Okay, but the reason you think AI safety/x-risk is important is because twenty years ago, people like Eliezer Yudkowsky and Nick Bostrom were trying to do systematically correct reasoning about the future, noticed that the alignment problem looked really important, and followed that line of reasoning where it took them—even though it probably looked "tainted" to the serious academics of the time. (The robot apocalypse is nigh? Pftt, sounds like science fiction.)
The cognitive algorithm of "Assume my current agenda is the most important thing, and then execute whatever political strategies are required to protect its social status, funding, power, un-taintedness, &c." wouldn't have led us to noticing the alignment problem, and I would be pretty surprised if it were sufficient to solve it (although that would be very convenient).
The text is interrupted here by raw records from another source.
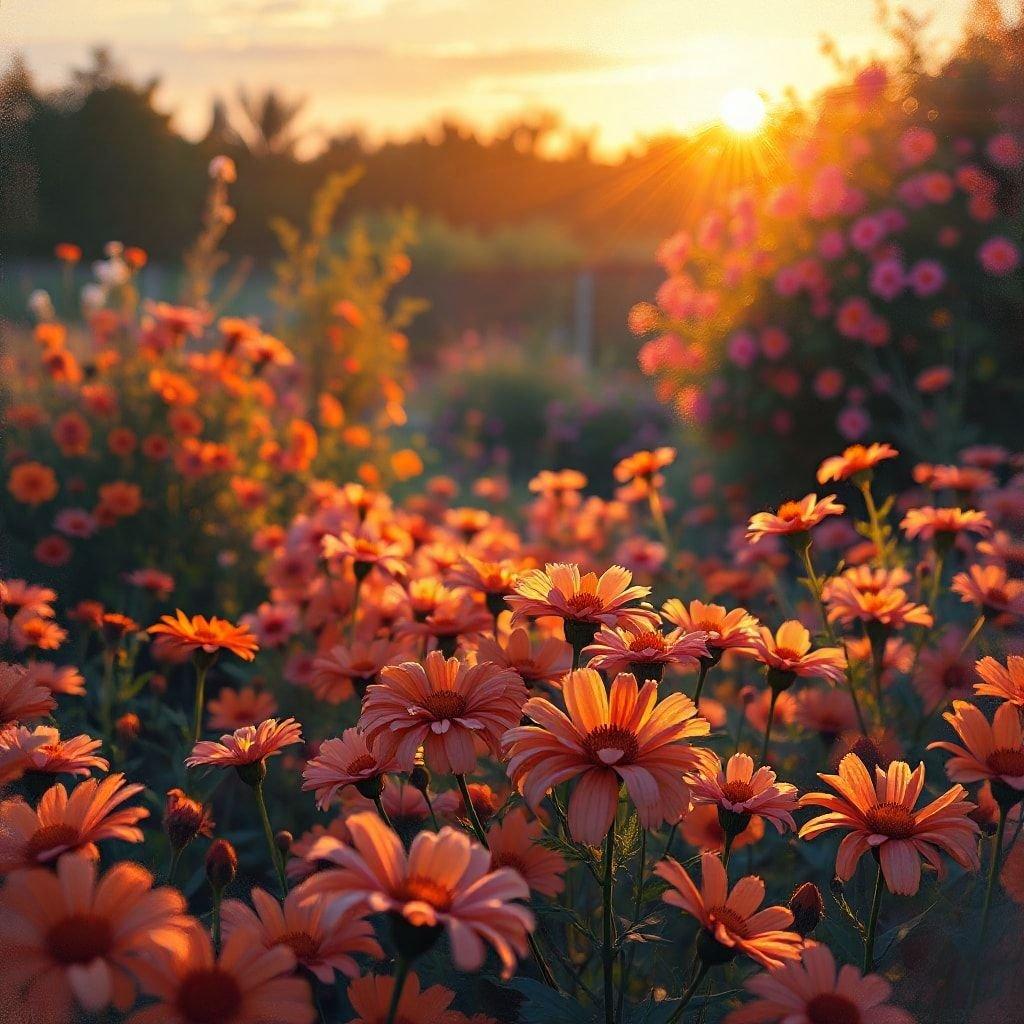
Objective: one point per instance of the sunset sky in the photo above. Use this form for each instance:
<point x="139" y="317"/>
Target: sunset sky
<point x="624" y="68"/>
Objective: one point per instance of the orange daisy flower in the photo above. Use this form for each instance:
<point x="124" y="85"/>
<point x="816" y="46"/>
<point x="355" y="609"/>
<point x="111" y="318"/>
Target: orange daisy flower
<point x="211" y="636"/>
<point x="323" y="943"/>
<point x="444" y="881"/>
<point x="793" y="517"/>
<point x="1007" y="683"/>
<point x="247" y="745"/>
<point x="70" y="939"/>
<point x="881" y="816"/>
<point x="515" y="842"/>
<point x="65" y="824"/>
<point x="606" y="740"/>
<point x="731" y="920"/>
<point x="246" y="984"/>
<point x="812" y="990"/>
<point x="443" y="707"/>
<point x="993" y="752"/>
<point x="856" y="461"/>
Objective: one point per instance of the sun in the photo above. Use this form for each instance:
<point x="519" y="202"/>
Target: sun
<point x="742" y="111"/>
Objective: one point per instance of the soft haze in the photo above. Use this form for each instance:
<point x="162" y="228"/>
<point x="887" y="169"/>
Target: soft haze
<point x="390" y="67"/>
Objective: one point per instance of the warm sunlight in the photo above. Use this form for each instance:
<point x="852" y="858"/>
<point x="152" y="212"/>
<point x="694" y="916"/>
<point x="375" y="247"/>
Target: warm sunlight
<point x="742" y="111"/>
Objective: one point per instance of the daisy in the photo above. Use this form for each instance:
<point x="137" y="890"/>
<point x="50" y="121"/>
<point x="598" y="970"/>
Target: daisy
<point x="443" y="706"/>
<point x="61" y="823"/>
<point x="70" y="938"/>
<point x="811" y="990"/>
<point x="323" y="943"/>
<point x="732" y="925"/>
<point x="606" y="740"/>
<point x="741" y="791"/>
<point x="644" y="653"/>
<point x="515" y="842"/>
<point x="246" y="984"/>
<point x="444" y="882"/>
<point x="793" y="517"/>
<point x="1005" y="683"/>
<point x="345" y="761"/>
<point x="881" y="817"/>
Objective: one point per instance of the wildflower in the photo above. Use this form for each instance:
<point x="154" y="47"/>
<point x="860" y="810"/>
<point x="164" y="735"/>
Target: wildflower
<point x="444" y="707"/>
<point x="444" y="882"/>
<point x="61" y="823"/>
<point x="630" y="737"/>
<point x="881" y="816"/>
<point x="812" y="989"/>
<point x="322" y="942"/>
<point x="730" y="925"/>
<point x="72" y="938"/>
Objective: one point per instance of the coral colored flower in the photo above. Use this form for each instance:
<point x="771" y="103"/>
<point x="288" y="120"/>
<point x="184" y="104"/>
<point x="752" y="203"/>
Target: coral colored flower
<point x="931" y="523"/>
<point x="69" y="824"/>
<point x="322" y="942"/>
<point x="881" y="817"/>
<point x="1006" y="683"/>
<point x="70" y="938"/>
<point x="246" y="984"/>
<point x="794" y="517"/>
<point x="606" y="740"/>
<point x="740" y="790"/>
<point x="560" y="590"/>
<point x="22" y="699"/>
<point x="211" y="636"/>
<point x="442" y="706"/>
<point x="855" y="461"/>
<point x="731" y="919"/>
<point x="515" y="843"/>
<point x="444" y="880"/>
<point x="247" y="745"/>
<point x="371" y="998"/>
<point x="990" y="751"/>
<point x="790" y="651"/>
<point x="811" y="990"/>
<point x="615" y="650"/>
<point x="345" y="761"/>
<point x="233" y="709"/>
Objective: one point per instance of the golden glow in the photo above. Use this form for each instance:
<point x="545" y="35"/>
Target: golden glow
<point x="742" y="111"/>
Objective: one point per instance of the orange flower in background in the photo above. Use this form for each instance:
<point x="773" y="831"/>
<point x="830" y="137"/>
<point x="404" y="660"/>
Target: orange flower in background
<point x="72" y="939"/>
<point x="186" y="636"/>
<point x="69" y="824"/>
<point x="443" y="707"/>
<point x="444" y="881"/>
<point x="856" y="462"/>
<point x="246" y="984"/>
<point x="731" y="919"/>
<point x="881" y="816"/>
<point x="793" y="517"/>
<point x="33" y="483"/>
<point x="603" y="741"/>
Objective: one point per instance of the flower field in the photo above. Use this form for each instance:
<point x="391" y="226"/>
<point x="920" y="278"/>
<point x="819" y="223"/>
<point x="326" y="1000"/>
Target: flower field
<point x="305" y="719"/>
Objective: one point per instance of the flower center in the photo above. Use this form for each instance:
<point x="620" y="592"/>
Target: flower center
<point x="209" y="995"/>
<point x="79" y="938"/>
<point x="427" y="890"/>
<point x="828" y="1008"/>
<point x="444" y="704"/>
<point x="302" y="944"/>
<point x="608" y="744"/>
<point x="892" y="819"/>
<point x="49" y="838"/>
<point x="1007" y="762"/>
<point x="737" y="792"/>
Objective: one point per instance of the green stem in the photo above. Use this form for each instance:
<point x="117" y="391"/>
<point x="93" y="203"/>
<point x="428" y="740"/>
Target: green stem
<point x="872" y="922"/>
<point x="268" y="833"/>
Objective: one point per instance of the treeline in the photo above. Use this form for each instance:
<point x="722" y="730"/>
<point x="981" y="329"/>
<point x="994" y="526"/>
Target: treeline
<point x="98" y="160"/>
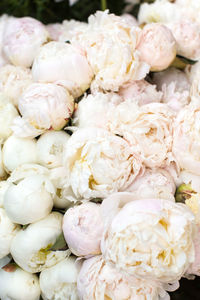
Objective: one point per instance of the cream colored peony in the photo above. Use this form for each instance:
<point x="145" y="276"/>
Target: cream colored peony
<point x="112" y="68"/>
<point x="65" y="64"/>
<point x="43" y="107"/>
<point x="157" y="46"/>
<point x="99" y="163"/>
<point x="22" y="39"/>
<point x="148" y="129"/>
<point x="17" y="151"/>
<point x="83" y="229"/>
<point x="150" y="239"/>
<point x="156" y="183"/>
<point x="13" y="81"/>
<point x="59" y="281"/>
<point x="16" y="284"/>
<point x="98" y="280"/>
<point x="31" y="247"/>
<point x="140" y="91"/>
<point x="7" y="232"/>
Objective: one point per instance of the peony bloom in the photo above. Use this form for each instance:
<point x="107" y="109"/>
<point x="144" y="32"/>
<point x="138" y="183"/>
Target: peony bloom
<point x="7" y="232"/>
<point x="95" y="110"/>
<point x="151" y="48"/>
<point x="150" y="239"/>
<point x="186" y="143"/>
<point x="22" y="39"/>
<point x="31" y="247"/>
<point x="112" y="68"/>
<point x="98" y="280"/>
<point x="29" y="199"/>
<point x="156" y="183"/>
<point x="99" y="163"/>
<point x="13" y="81"/>
<point x="17" y="284"/>
<point x="17" y="151"/>
<point x="59" y="281"/>
<point x="62" y="63"/>
<point x="147" y="128"/>
<point x="83" y="229"/>
<point x="43" y="107"/>
<point x="7" y="114"/>
<point x="50" y="147"/>
<point x="140" y="91"/>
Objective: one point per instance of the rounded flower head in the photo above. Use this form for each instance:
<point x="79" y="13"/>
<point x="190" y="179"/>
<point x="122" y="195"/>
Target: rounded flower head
<point x="31" y="247"/>
<point x="99" y="163"/>
<point x="7" y="114"/>
<point x="22" y="39"/>
<point x="62" y="63"/>
<point x="17" y="151"/>
<point x="147" y="128"/>
<point x="157" y="236"/>
<point x="154" y="184"/>
<point x="50" y="147"/>
<point x="59" y="281"/>
<point x="43" y="106"/>
<point x="7" y="232"/>
<point x="98" y="280"/>
<point x="150" y="46"/>
<point x="112" y="68"/>
<point x="13" y="81"/>
<point x="141" y="92"/>
<point x="83" y="229"/>
<point x="186" y="141"/>
<point x="17" y="284"/>
<point x="95" y="110"/>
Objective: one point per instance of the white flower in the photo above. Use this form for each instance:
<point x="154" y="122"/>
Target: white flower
<point x="140" y="91"/>
<point x="98" y="280"/>
<point x="99" y="163"/>
<point x="95" y="110"/>
<point x="156" y="183"/>
<point x="16" y="284"/>
<point x="186" y="141"/>
<point x="7" y="232"/>
<point x="17" y="151"/>
<point x="147" y="128"/>
<point x="43" y="107"/>
<point x="151" y="48"/>
<point x="62" y="63"/>
<point x="7" y="114"/>
<point x="112" y="68"/>
<point x="30" y="199"/>
<point x="83" y="229"/>
<point x="13" y="81"/>
<point x="150" y="239"/>
<point x="31" y="247"/>
<point x="50" y="147"/>
<point x="22" y="39"/>
<point x="59" y="281"/>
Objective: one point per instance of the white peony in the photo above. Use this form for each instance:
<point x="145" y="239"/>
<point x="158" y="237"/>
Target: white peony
<point x="31" y="247"/>
<point x="99" y="163"/>
<point x="22" y="39"/>
<point x="17" y="151"/>
<point x="59" y="281"/>
<point x="43" y="107"/>
<point x="50" y="147"/>
<point x="7" y="232"/>
<point x="98" y="280"/>
<point x="16" y="284"/>
<point x="65" y="64"/>
<point x="150" y="239"/>
<point x="13" y="81"/>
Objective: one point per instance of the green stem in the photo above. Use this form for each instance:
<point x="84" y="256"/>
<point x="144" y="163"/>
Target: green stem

An analogy: it's actually easier to build a calculator that does correct arithmetic than it is to build a "triskaidekaphobic calculator" that does "correct arithmetic, except that it never displays the result 13", because the simplest implementation of the latter is just a calculator plus an extra conditional that puts something else on the screen when the real answer would have been 13.
If you don't actually understand how arithmetic works, but you feel intense social pressure to produce a machine that never displays the number 13, I don't think you actually succeed at building a triskaidekaphobic calculator: you're trying to solve a problem under constraints that make it impossible to solve a strictly easier problem.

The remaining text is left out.